Suicide bombings resumed in October 2007, with 18 attacks occurring between that date and November 2010. Incidents of violence rose from 795 in 2008 to 1,100 in 2009. In November 2009, in the first major attack outside Chechnya since 2004, the Nevsky Express, an express train between Moscow and St. Petersburg favored by the political elite, was bombed. The attack claimed 26 lives – including those of two of the highest-ranking members of the Russian Federal Reserve – and wounded nearly 100 people.
The most recent large-scale attack by the Chechens targeted the Moscow Metro on March 29, 2010. Forty people died in two separate bomb attacks at the morning rush hour: the first bomb exploded at 7:57 a.m. at the Lubyanka Station, close to the former headquarters of the KGB; 26 people died there. Fourteen people were killed when a second bomb exploded at 8:39 a.m. at Park Kultury Station. The segment sandwiched between two stations is among the busiest lines during the morning rush hours.
The problems with Chechnya remain intractable, not least because politicians and commentators used the explosions for their own political advantage. To divert attention from its own human right abuses in Chechnya, the Russian government has sanctioned the silencing of human rights activists and reporters and hasover-emphasized the religious divides. It largely blamed Muslim terrorist organizations after Moscow Metro attacks, leading to violence against Muslims in the aftermath of the attacks.
Russia festers with conspiracy theories, and Putin’s opponents accuse him of orchestrating terrorist attacks as an excuse to grab more power. There might be some credence to these allegations, as the government has used previous terrorist attacks to justify scrapping independent television broadcasts and cancelling regional elections. Meanwhile, apologists for the Kremlin blame the attacks on liberals who “destabilize” the country by criticizing the authorities.

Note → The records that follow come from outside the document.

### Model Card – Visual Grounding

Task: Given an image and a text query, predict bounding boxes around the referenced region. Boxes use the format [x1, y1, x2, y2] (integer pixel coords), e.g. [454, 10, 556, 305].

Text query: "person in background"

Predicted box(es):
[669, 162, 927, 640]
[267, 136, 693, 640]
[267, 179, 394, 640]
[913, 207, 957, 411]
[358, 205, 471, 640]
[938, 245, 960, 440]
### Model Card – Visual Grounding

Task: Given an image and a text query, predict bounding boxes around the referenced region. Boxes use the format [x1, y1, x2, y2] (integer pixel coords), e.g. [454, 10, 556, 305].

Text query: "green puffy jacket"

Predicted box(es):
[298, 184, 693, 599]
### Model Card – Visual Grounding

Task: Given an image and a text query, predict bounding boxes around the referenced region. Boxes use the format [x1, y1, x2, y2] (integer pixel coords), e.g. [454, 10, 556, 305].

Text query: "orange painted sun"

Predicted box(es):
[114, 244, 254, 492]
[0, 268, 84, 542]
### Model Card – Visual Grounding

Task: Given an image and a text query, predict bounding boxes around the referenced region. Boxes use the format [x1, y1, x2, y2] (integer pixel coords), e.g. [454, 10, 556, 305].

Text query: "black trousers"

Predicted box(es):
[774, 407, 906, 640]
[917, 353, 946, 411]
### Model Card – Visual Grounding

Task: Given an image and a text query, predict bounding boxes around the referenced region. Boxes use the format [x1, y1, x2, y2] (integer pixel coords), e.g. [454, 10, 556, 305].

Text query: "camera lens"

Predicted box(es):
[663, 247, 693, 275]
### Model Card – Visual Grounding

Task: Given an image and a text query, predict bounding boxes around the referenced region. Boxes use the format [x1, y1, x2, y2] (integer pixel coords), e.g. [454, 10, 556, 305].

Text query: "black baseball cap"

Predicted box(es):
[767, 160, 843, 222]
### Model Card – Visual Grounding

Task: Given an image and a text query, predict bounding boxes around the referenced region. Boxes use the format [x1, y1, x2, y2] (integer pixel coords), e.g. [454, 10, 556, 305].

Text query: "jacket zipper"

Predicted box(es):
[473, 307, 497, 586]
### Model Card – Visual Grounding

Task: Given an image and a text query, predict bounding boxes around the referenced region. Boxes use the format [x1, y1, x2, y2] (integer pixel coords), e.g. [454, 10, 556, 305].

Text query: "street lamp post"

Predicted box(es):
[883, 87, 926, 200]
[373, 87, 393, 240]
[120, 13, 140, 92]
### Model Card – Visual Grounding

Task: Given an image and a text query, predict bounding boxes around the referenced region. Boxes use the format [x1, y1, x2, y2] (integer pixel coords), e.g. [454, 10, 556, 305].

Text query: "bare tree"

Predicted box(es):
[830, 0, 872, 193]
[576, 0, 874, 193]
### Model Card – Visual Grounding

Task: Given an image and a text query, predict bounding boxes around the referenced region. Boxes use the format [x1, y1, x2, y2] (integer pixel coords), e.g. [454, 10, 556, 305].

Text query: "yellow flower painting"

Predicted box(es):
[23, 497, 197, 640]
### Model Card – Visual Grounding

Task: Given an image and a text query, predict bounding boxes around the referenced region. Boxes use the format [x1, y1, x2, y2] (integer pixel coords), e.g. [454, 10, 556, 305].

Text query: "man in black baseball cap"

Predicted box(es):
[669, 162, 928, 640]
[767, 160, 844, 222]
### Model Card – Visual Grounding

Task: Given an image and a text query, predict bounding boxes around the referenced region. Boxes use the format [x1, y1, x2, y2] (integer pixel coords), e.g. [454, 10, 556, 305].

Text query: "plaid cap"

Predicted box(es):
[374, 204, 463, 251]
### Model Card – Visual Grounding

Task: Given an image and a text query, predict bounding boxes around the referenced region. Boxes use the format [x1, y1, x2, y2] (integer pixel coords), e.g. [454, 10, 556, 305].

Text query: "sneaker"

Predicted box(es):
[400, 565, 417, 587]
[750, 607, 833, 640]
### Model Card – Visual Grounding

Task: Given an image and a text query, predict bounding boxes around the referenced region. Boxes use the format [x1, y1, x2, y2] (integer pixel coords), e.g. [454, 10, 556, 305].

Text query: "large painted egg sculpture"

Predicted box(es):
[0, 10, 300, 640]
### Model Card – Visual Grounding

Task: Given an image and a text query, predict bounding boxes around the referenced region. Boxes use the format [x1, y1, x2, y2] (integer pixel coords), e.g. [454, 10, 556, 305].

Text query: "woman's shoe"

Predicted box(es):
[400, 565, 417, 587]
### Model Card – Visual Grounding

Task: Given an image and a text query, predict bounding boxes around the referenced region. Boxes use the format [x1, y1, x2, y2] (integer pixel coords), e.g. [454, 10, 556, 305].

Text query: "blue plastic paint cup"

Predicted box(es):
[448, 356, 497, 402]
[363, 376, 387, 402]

Above all, Russia remains an outlier in the War on Terrorism. It distrusts the Western intelligence community and cooperates very little with it. The Kremlin even blames Western security services for destabilizing the region. Some Russian security men also blame Georgia’s president, Mikheil Saakashvili, for the problems in Chechnya and beyond: “For as long as people like Saakashvili—the neo-Nazis and neo-Führers—lead neighboring states, we will not be in peace,” said Arkady Yedelev, Russia’s deputy interior minister. So much for a coordinated effort against terrorism.